In line 3, we assign a char ** to a const char ** . (The compiler should complain.) In line 4, we assign a const char * to a const char * ; this is clearly legal. In line 5, we modify what a char * points to--this is supposed to be legal. However, p1 ends up pointing to c , which is const . This came about in line 4, because *p2 was really p1 . This was set up in line 3, which is an assignment of a form that is disallowed, and this is exactly why line 3 is disallowed.

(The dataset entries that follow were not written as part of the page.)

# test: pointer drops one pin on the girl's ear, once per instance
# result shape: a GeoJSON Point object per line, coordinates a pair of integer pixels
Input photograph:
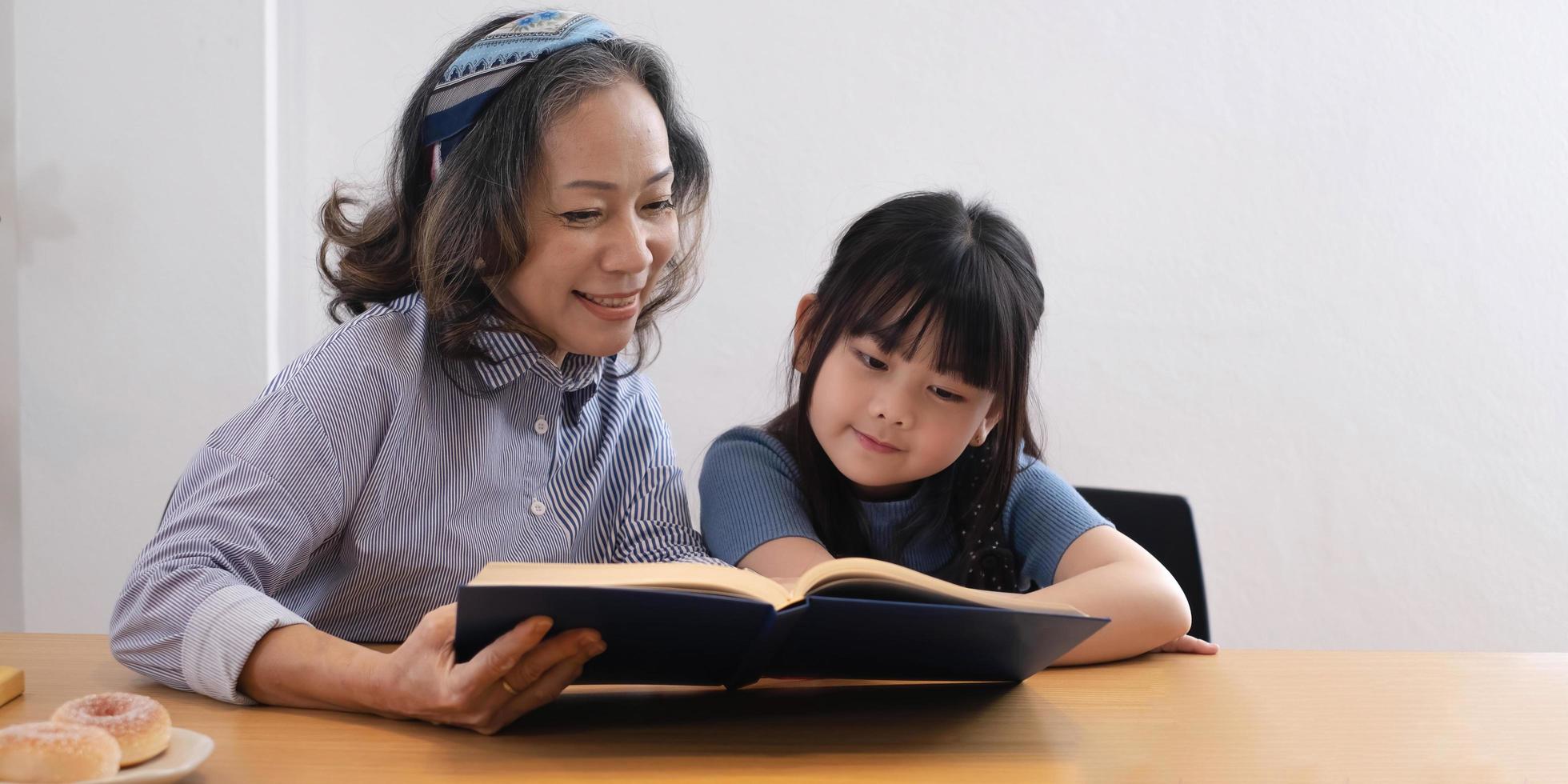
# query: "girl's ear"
{"type": "Point", "coordinates": [802, 346]}
{"type": "Point", "coordinates": [986, 424]}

And as your question is tagged C++ and not C, it even explains what const qualifiers to use instead:

(C++ has more complicated rules for assigning const-qualified pointers which let you make more kinds of assignments without incurring warnings, but still protect against inadvertent attempts to modify const values. C++ would still not allow assigning a char ** to a const char ** , but it would let you get away with assigning a char ** to a const char * const * .)

Answer 3

Just since nobody has posted the solution , here:

char *s1 = 0;
const char *s2 = s1; // OK...
char *a[MAX]; // aka char **
const char * const*ps = a; // no error!

( http://www.parashift.com/c++-faq-lite/const-correctness.html#faq-18.17 for why)

Answer 4

The C++11 draft standard explains this in a note in section 4.4 which says:

[ Note: if a program could assign a pointer of type T** to a pointer of type const T** (that is, if line #1 below were allowed), a program could inadvertently modify a const object (as it is done on line #2). For example,

 int main() { const char c = 'c'; char* pc; const char** pcc = &pc; // #1: not allowed *pcc = &c; *pc = 'C'; // #2: modifies a const object }

—end note ]

An interesting related question is Given int **p1 and const int **p2 is p1 == p2 well formed? .

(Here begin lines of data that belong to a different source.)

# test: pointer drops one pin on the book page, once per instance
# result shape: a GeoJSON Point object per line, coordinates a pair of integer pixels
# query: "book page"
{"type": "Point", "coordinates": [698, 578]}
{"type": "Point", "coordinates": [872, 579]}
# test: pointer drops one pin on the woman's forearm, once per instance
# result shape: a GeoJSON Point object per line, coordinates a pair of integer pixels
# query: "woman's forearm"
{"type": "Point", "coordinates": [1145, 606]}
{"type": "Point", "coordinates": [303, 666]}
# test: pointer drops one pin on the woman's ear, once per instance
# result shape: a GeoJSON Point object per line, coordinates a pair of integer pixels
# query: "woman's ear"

Note the C++ FAQ also has an explanation for this but I like the explanation from the standard better.

The conforming text that goes with the note is as follows:

A conversion can add cv-qualifiers at levels other than the first in multi-level pointers, subject to the following rules:56

Two pointer types T1 and T2 are similar if there exists a type T and integer n > 0 such that:

T1 is cv1,0 pointer to cv1,1 pointer to · · · cv1,n−1 pointer to cv1,n T

and

T2 is cv2,0 pointer to cv2,1 pointer to · · · cv2,n−1 pointer to cv2,n T

where each cvi,j is const, volatile, const volatile, or nothing. The n-tuple of cv-qualifiers after the first in a pointer type, eg, cv1,1, cv1,2, · · · , cv1,n in the pointer type T1, is called the cv-qualification signature of the pointer type. An expression of type T1 can be converted to type T2 if and only if the following conditions are satisfied:

• the pointer types are similar.
• for every j > 0, if const is in cv1,j then const is in cv2,j , and similarly for volatile.
• if the cv1,j and cv2,j are different, then const is in every cv2,k for 0 < k < j.

Answer 5

There are two rules here to note:

• There are no implicit casts between T* and U* if T and U are different types.
• You can cast T* to T const * implicitly. ("pointer to T" can be cast to "pointer to const T"). In C++ if T is also pointer then this rule can be applied to it as well (chaining).

So for example:

char** means: pointer to pointer to char .

And const char** means: pointer to pointer to const char .

Since pointer to char and pointer to const char are different types that don't differ only in const-ness, so the cast is not allowed. The correct type to cast to should be const pointer to char .

So to remain const correct, you must add the const keyword starting from the rightmost asterisk.

So char** can be cast to char * const * and can be cast to const char * const * too.

This chaining is C++ only. In C this chaining doesn't work, so in that language you cannot cast more than one levels of pointers const correctly.